SHORT LIST – Ten films selected by DOC NYC programmers as ones to watch this awards season (* indicates director in person): 5 Broken Cameras (dirs. Emad Burnat and Guy Davidi); Ai Weiwei: Never Sorry (dir. Alison Klayman); Ethel (dir. Rory Kennedy*); First Position (dir. Bess Kargman*); How to Survive a Plague (dir. David France*); The Imposter (dir. Bart Layton*); Mea Maxima Culpa: Silence in the House of God (dir. Alex Gibney*); Searching for Sugar Man (dir. Malik Bendjelloul); Under African Skies (dir. Joe Berlinger*); and West of Memphis (dir. Amy Berg*).
SHORTS PROGRAMS – Six thematic groupings of short documentaries will be presented in “Common Ground,” on the power of community; “Family Ties,” on the relationship between parents and children; “Great Performances,” on dance and music; “Home Movies & Other Memories,” on the pull of the past; “Odd Jobs,” on what people do for a living; and “Portraits,” profiling unique individuals.
DOC-A-THON PANELS – Twenty panels spread over 5 days will explore the art and business of doc making. Each day has a different theme: “Get the Money”; “Shoot Your Doc”; “Finish Your Doc”; “Protect Your Rights”; and “Find Your Audience.” Participants include filmmakers Liz Garbus (Love, Marilyn) and Bart Layton (The Imposter), who will be paired for a master class on directing; and Alex Gibney (Mea Maxima Culpa: Silence in the House of God), who will be interviewed by David Edelstein of New York magazine for a special “In Conversation” event.

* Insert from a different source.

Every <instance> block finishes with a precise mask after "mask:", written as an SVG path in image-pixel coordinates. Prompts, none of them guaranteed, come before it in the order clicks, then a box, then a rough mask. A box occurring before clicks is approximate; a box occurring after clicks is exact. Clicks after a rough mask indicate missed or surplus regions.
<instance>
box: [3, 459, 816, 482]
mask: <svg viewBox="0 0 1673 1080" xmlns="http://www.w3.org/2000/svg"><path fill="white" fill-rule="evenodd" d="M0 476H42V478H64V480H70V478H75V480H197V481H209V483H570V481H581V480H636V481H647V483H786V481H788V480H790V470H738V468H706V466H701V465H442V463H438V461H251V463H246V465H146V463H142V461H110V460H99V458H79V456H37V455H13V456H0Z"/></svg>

AWARDS – Juries for the Viewfinders competition and Metropolis competition will pick one film from each section to receive a prize. The winners will receive a Digital Cinema Package courtesy of Technicolor-PostWorks New York, offering comprehensive post services including data workflows, multi-format conform, color grading, duplication and digital cinema. Films in those two sections will also be eligible for the SundanceNOW Audience Award. The winner, determined by audience balloting at a film’s first screening, will receive a collection of 50 films on DVD from the IFC Films and Sundance Selects library. SundanceNOW is the home of Doc Club, which features a monthly selection of films curated by DOC NYC artistic director Thom Powers. A jury will also select one film from the 32 shorts in the festival for a Short Film Prize.